Groups > comp.lang.python > #74283 > unrolled thread

Re: NaN comparisons - Call For Anecdotes

Started by	"Anders J. Munch" <2014@jmunch.dk>
First post	2014-07-10 01:03 +0200
Last post	2014-07-19 05:49 +1000
Articles	13 — 6 participants

Back to article view | Back to comp.lang.python

This discussion starts older than the indexed window; earlier articles aren't shown. The article labeled Started by below is the oldest one visible, not the original post.
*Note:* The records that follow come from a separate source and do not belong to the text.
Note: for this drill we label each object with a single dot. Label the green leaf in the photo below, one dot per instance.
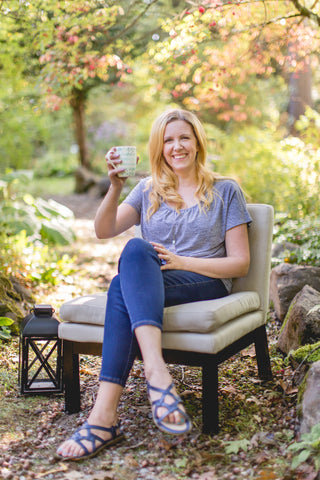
(237, 445)
(57, 233)
(302, 457)
(181, 462)
(5, 334)
(5, 321)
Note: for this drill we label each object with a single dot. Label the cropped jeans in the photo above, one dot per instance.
(137, 296)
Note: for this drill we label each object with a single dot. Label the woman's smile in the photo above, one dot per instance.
(180, 146)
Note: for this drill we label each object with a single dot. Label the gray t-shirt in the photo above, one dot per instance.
(192, 233)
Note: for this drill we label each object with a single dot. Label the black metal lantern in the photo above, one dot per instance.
(40, 366)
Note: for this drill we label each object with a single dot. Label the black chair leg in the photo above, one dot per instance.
(262, 354)
(210, 403)
(71, 378)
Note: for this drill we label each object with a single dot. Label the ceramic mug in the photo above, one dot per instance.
(128, 157)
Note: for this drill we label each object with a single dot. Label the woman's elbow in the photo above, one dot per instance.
(244, 268)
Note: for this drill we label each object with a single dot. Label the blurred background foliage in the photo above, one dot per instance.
(117, 67)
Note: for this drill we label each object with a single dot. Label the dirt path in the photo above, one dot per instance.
(257, 421)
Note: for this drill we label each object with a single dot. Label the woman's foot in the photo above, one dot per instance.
(94, 435)
(167, 408)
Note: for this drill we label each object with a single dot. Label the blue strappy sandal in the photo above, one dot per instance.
(93, 438)
(173, 428)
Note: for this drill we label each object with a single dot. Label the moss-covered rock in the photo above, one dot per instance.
(306, 354)
(10, 303)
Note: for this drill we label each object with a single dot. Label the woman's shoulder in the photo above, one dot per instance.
(226, 184)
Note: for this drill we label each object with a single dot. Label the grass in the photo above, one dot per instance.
(42, 187)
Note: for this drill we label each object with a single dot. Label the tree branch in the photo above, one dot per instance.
(306, 12)
(134, 21)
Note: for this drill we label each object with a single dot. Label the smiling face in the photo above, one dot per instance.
(180, 147)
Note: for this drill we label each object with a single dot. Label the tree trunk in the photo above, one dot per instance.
(300, 93)
(77, 103)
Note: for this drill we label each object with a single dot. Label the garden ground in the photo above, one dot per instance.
(258, 421)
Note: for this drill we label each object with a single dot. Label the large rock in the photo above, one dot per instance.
(310, 402)
(302, 323)
(286, 281)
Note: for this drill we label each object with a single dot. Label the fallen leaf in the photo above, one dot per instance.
(210, 475)
(61, 468)
(267, 475)
(165, 445)
(255, 400)
(229, 389)
(130, 461)
(249, 352)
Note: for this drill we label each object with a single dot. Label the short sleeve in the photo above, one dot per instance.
(135, 197)
(237, 209)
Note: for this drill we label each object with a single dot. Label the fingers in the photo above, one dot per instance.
(113, 162)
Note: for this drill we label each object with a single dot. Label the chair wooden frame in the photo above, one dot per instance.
(208, 362)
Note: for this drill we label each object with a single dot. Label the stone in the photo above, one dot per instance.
(302, 323)
(310, 401)
(286, 281)
(279, 249)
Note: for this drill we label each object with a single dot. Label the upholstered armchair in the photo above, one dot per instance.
(202, 334)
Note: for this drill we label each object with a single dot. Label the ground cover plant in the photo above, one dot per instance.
(258, 420)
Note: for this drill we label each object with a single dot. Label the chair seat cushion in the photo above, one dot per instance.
(201, 317)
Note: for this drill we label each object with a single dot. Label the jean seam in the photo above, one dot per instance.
(123, 380)
(193, 283)
(146, 322)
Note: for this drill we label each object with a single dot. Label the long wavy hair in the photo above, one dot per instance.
(164, 181)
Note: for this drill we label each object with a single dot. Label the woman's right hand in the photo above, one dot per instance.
(114, 167)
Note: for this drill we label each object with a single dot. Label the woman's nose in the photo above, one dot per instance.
(177, 144)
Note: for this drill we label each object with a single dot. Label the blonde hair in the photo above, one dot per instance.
(164, 181)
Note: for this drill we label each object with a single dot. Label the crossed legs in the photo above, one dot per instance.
(136, 299)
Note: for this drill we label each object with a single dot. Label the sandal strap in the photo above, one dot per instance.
(91, 437)
(160, 402)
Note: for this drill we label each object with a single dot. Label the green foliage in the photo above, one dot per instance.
(5, 332)
(308, 447)
(282, 173)
(29, 229)
(40, 219)
(307, 353)
(305, 234)
(236, 445)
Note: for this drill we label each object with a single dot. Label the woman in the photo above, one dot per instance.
(195, 240)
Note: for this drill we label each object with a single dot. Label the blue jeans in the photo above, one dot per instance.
(137, 296)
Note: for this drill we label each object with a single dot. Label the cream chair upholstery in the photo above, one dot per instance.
(200, 334)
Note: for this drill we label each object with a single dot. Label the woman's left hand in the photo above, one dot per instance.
(173, 261)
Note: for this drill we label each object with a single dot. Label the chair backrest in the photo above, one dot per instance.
(260, 240)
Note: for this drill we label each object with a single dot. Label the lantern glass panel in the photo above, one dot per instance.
(43, 364)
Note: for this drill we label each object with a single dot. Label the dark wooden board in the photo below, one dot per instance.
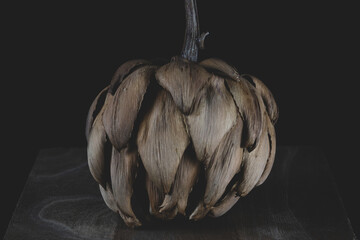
(298, 201)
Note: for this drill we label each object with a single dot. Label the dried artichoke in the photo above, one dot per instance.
(179, 129)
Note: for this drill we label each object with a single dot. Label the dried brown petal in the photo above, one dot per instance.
(123, 71)
(94, 111)
(214, 114)
(225, 205)
(108, 197)
(248, 105)
(218, 66)
(156, 197)
(270, 162)
(95, 151)
(123, 171)
(184, 80)
(185, 178)
(254, 164)
(266, 95)
(223, 165)
(162, 140)
(121, 113)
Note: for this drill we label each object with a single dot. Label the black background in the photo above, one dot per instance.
(58, 56)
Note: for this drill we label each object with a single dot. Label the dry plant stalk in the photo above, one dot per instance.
(195, 136)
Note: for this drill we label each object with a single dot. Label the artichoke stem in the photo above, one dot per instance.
(193, 40)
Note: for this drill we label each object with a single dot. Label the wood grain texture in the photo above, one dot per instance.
(54, 206)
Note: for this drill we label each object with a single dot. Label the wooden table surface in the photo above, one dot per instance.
(298, 201)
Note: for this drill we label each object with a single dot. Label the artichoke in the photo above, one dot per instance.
(194, 136)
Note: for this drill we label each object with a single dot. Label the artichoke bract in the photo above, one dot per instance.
(193, 136)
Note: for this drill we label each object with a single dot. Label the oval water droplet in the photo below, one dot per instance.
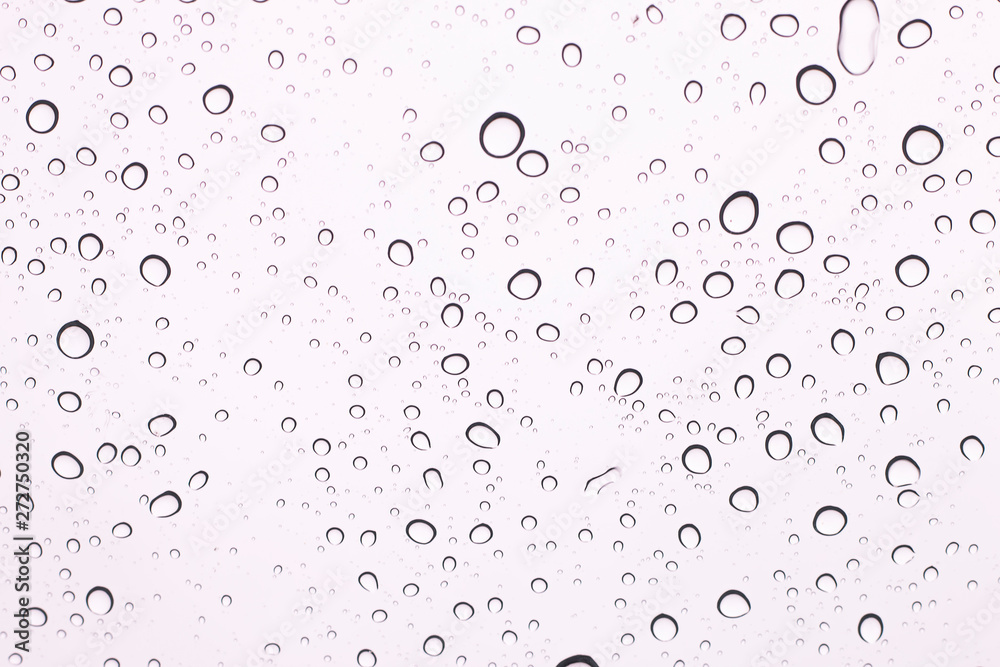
(870, 628)
(738, 214)
(857, 43)
(692, 91)
(778, 445)
(827, 429)
(165, 505)
(733, 604)
(628, 382)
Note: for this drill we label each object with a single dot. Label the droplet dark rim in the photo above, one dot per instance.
(55, 116)
(532, 152)
(922, 128)
(731, 199)
(165, 263)
(899, 35)
(510, 282)
(814, 68)
(145, 175)
(204, 99)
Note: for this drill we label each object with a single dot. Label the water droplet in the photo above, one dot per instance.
(154, 270)
(815, 85)
(827, 429)
(42, 116)
(75, 340)
(738, 214)
(524, 284)
(400, 253)
(67, 466)
(663, 627)
(99, 600)
(165, 505)
(628, 382)
(696, 459)
(829, 520)
(217, 99)
(733, 604)
(870, 628)
(857, 43)
(501, 135)
(922, 145)
(482, 435)
(421, 531)
(914, 34)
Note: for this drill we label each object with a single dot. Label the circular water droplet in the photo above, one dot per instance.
(628, 382)
(421, 531)
(922, 145)
(99, 600)
(154, 270)
(815, 85)
(482, 435)
(827, 429)
(914, 34)
(663, 627)
(829, 520)
(524, 284)
(912, 270)
(794, 237)
(67, 466)
(697, 459)
(42, 116)
(501, 135)
(891, 368)
(400, 253)
(217, 99)
(870, 628)
(75, 340)
(738, 214)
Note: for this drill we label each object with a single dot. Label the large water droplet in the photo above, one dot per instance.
(75, 340)
(421, 531)
(165, 505)
(99, 600)
(857, 44)
(733, 604)
(829, 520)
(663, 627)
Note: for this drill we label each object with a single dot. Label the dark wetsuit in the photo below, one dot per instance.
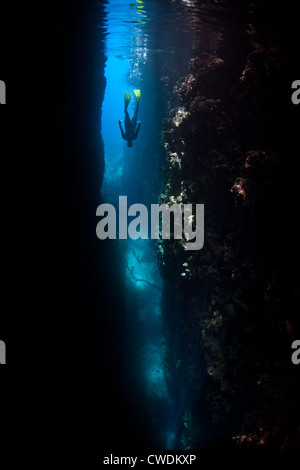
(132, 127)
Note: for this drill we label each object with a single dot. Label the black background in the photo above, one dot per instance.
(61, 391)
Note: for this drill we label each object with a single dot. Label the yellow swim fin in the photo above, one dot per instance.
(127, 98)
(137, 94)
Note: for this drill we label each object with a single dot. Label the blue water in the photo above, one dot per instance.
(127, 64)
(145, 41)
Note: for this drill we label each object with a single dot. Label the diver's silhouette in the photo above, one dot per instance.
(132, 127)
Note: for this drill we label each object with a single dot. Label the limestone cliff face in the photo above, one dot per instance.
(227, 346)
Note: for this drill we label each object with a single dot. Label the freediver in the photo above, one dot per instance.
(132, 127)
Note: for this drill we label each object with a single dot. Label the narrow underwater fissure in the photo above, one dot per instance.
(140, 60)
(221, 326)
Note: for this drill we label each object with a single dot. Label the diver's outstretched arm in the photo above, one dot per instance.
(137, 130)
(121, 129)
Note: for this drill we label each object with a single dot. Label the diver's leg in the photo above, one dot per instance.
(134, 119)
(127, 121)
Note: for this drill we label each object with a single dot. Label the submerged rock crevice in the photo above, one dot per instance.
(227, 342)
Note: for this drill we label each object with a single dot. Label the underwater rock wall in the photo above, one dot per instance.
(227, 344)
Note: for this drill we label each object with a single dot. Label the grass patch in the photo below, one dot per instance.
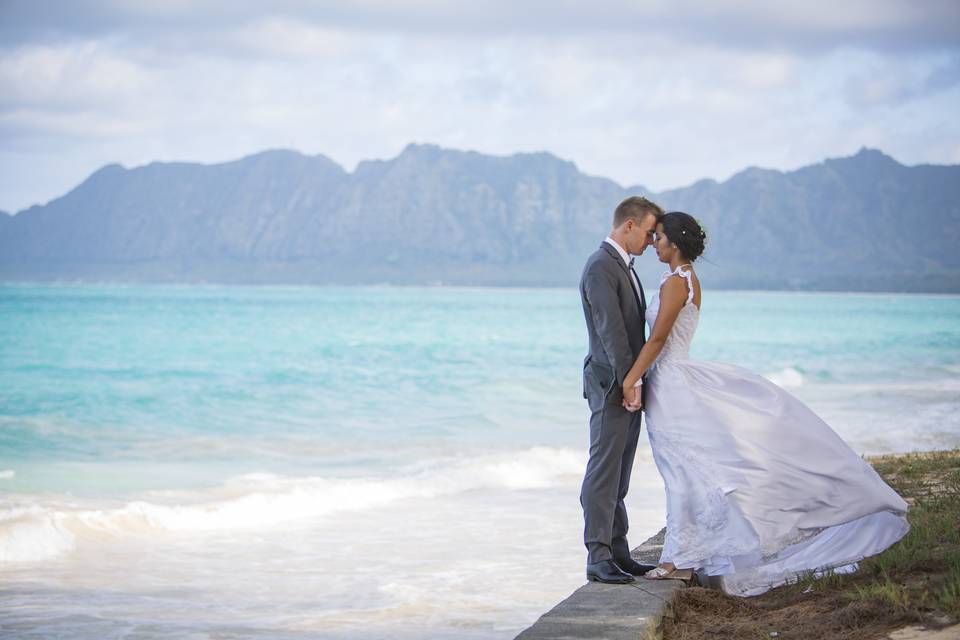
(916, 581)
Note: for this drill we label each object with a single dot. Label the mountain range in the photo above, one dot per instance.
(434, 215)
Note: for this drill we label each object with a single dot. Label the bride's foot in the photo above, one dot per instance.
(662, 572)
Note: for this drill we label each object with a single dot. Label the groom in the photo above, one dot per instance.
(614, 306)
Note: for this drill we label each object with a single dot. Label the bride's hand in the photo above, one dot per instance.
(632, 400)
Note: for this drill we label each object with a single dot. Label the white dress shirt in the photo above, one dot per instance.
(626, 261)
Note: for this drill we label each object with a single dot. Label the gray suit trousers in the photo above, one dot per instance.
(614, 433)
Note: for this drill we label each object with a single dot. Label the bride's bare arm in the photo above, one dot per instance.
(673, 295)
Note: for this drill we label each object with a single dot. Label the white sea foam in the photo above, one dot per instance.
(30, 532)
(788, 378)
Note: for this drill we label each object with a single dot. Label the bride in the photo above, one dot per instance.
(759, 489)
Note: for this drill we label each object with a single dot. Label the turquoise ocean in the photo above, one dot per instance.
(380, 462)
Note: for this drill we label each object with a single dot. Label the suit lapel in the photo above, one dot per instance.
(638, 296)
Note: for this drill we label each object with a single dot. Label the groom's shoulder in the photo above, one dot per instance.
(598, 260)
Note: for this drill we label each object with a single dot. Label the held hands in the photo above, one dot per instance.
(632, 397)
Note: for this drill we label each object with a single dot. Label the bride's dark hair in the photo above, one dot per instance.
(683, 230)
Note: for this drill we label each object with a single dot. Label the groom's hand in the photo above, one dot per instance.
(631, 399)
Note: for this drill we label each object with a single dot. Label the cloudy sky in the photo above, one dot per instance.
(659, 93)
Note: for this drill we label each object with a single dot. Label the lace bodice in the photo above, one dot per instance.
(678, 342)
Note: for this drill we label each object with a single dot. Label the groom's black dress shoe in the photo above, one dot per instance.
(631, 566)
(607, 571)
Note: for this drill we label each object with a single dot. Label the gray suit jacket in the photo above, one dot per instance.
(615, 324)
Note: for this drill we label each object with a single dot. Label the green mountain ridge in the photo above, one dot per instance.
(435, 215)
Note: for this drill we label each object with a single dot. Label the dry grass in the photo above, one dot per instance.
(915, 581)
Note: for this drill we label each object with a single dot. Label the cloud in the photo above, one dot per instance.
(655, 93)
(813, 24)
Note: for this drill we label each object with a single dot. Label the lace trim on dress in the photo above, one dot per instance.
(686, 275)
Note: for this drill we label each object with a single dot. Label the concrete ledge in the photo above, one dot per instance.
(610, 612)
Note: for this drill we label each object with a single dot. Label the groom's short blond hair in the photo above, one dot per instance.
(635, 207)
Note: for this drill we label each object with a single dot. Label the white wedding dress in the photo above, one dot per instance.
(759, 488)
  Re: NaN comparisons - Call For Anecdotes "Anders J. Munch" <2014@jmunch.dk> - 2014-07-10 01:03 +0200
    Re: NaN comparisons - Call For Anecdotes Johann Hibschman <jhibschman@gmail.com> - 2014-07-17 11:12 -0400
      Re: NaN comparisons - Call For Anecdotes Chris Angelico <rosuav@gmail.com> - 2014-07-18 01:36 +1000
        Re: NaN comparisons - Call For Anecdotes Johann Hibschman <jhibschman@gmail.com> - 2014-07-17 14:49 -0400
          Re: NaN comparisons - Call For Anecdotes Chris Angelico <rosuav@gmail.com> - 2014-07-18 04:55 +1000
            Re: NaN comparisons - Call For Anecdotes Marko Rauhamaa <marko@pacujo.net> - 2014-07-17 22:10 +0300
              Re: NaN comparisons - Call For Anecdotes Ian Kelly <ian.g.kelly@gmail.com> - 2014-07-17 14:39 -0600
                Re: NaN comparisons - Call For Anecdotes Marko Rauhamaa <marko@pacujo.net> - 2014-07-18 00:08 +0300
                  Re: NaN comparisons - Call For Anecdotes Ian Kelly <ian.g.kelly@gmail.com> - 2014-07-17 17:00 -0600
                  Re: NaN comparisons - Call For Anecdotes Ian Kelly <ian.g.kelly@gmail.com> - 2014-07-17 17:07 -0600
          Re: NaN comparisons - Call For Anecdotes Chris Angelico <rosuav@gmail.com> - 2014-07-18 04:59 +1000
        Re: NaN comparisons - Call For Anecdotes Steven D'Aprano <steve+comp.lang.python@pearwood.info> - 2014-07-18 17:57 +0000
          Re: NaN comparisons - Call For Anecdotes Chris Angelico <rosuav@gmail.com> - 2014-07-19 05:49 +1000

#74283 — Re: NaN comparisons - Call For Anecdotes

From	"Anders J. Munch" <2014@jmunch.dk>
Date	2014-07-10 01:03 +0200
Subject	Re: NaN comparisons - Call For Anecdotes
Message-ID	<mailman.11716.1404946997.18130.python-list@python.org>

Joel Goldstick wrote:
> I've been following along here, and it seems you haven't received the answer 
> you want or need.

So far I received exactly the answer I was expecting.  0 examples of NaN!=NaN 
being beneficial.
I wasn't asking for help, I was making a point.  Whether that will lead to 
improvement of Python, well, I'm not too optimistic, but I feel the point was 
worth making regardless.

regards, Anders

[toc] | [next] | [standalone]

#74642

From	Johann Hibschman <jhibschman@gmail.com>
Date	2014-07-17 11:12 -0400
Message-ID	<osx38e010kj.fsf@gmail.com>
In reply to	#74283

"Anders J. Munch" <2014@jmunch.dk> writes:
> So far I received exactly the answer I was expecting.  0 examples of
> NaN!=NaN being beneficial.
> I wasn't asking for help, I was making a point.  Whether that will
> lead to improvement of Python, well, I'm not too optimistic, but I
> feel the point was worth making regardless.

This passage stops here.